Discussion in 'Recipes/Ingredients' started by Redbeard5289, Jan 21, 2010.

 

  1. #1
    Redbeard5289

    Well-Known Member

    Posted Jan 21, 2010
    Greetings Everyone.

    I am looking for some critiquing/feedback on this Mild Recipe that I created so that I could use up some Kent Golding Hops before they go stale and a few other ingredients that I have on hand.

    Redbeard's Mild Ale
    (Extract with Grains)

    4 lbs Light LME (late addition)
    8 oz Aromatic Malt
    8 oz Crystal Malt 60ºL
    3 oz Chocolate Malt
    3 oz Roasted Barley
    4 oz Cara-Pils

    .75 oz Kent Goldings -60min (4.5% AA)
    .5 oz Fuggle -10min (4.8% AA)
    .5 oz Fuggle -5 min (4.8% AA)

    1 tsp Irish Moss

    Wyeast 1098 (British Ale)

    Corn Sugar -Priming (Like 2.5 - 4oz to keep the CO2 Volume under 2.0)


    Steep Grains in 3 qts of water at 154ºF for 30min. Rinse Grains with 1.5 qts of water at 170ºF. Add water to make 6 gallons and bring to a boil. Boil for 60 minutes, add hops at times indicated above. Add LME and Irish Moss at 15min left of 60min boil time.
    Coll Wort and transfer to Fermenter, top off to 5 gallons of cool water if needed. Aerate Wort and Pitch yeast. Ferment at 66ºF until complete then rack into bottles/keg with corn sugar.


    I ran this thru BrewTarget 2.0 and got the following specs for the recipe,
    OG = 1.036
    FG = 1.009
    IBU = 18.9
    SRM = 16.5
    ABV = 3.5%


    So what do you guys and gals think? I know some the ingredients are a bit untraditional for a mild, but hey that's what makes home-brewing so much fun is going outside the lines.

    Thanks for looking
    Redbeard5289 :mug:
     
  2. #2
    Oldsock

    Well-Known Member

    Posted Jan 21, 2010
    I would lower the dark malts, 6 oz of choc/RB seems like it would make for a roastier beer than milds usually are.

    The aromatic malt really should be mashed with some enzymatic base malt since it contains starch, any chance you could do a mini-mash?

    If you want to brew "too style" I would get rid of the late hop additions. That said it will still be plenty tasty with them.

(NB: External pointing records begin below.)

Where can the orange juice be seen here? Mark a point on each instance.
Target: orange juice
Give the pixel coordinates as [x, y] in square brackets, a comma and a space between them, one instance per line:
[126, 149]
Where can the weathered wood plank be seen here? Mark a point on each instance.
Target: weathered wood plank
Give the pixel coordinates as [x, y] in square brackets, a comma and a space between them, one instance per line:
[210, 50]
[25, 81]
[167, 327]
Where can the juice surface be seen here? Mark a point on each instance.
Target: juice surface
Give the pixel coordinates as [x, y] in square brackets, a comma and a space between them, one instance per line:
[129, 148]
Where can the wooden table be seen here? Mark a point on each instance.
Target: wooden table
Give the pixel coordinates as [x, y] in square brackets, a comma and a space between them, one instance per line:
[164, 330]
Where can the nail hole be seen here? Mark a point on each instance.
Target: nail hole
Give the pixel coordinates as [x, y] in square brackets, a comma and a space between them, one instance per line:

    Other than that it looks pretty tasty to me, good luck brewing.
     
  3. #3
    JLem

    Well-Known Member

    Posted Jan 21, 2010
  4. #4
    Redbeard5289

    Well-Known Member

    Posted Jan 21, 2010
    Thanks for the feedback everyone, appreciate it!

    I know its not in-line with the style guidelines for a Mild but I figured the recipe looked tasty enough on paper to give it a try. Will brew it up this weekend and try to give a report back on this recipe and let you know whats going on.

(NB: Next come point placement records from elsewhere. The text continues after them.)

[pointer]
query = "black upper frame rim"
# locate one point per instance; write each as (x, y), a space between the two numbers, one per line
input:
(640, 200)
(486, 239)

    For a more traditional mild recipe, the next mild I do after this will be the Mild-Mannered Ale that Orfy submitted to this forum a while back. That one looked rather tasty too!

    Thanks
    Redbeard5289
     
  5. #5
    JLem

    Well-Known Member

    Posted Jan 21, 2010
    As a stand alone recipe, I think it looks quite tasty. Should definitely be good. Good luck with the brew! :mug:
     
  6. #6
    Oldsock

    Well-Known Member

    Posted Jan 21, 2010
    Agreed. In the future try to give us a better idea of what sort of feedback you want, or what type of beer you are trying to brew (for example you said it was untraditional, but I wasn't sure if you were talking about malt/hops or something else I didn't see).
     
  7. #7
    gunhaver

    Active Member

    Posted Jan 21, 2010
  8. #8
    david_42

    Well-Known Member

    Posted Jan 21, 2010
    Also traditional going back to the 1880s. Roasty has never been a part of the Mild profile, nor is it part of any current commercial Mild.

    People can make whatever they wish, but calling a beer by a specific style when it violates the standards is misleading.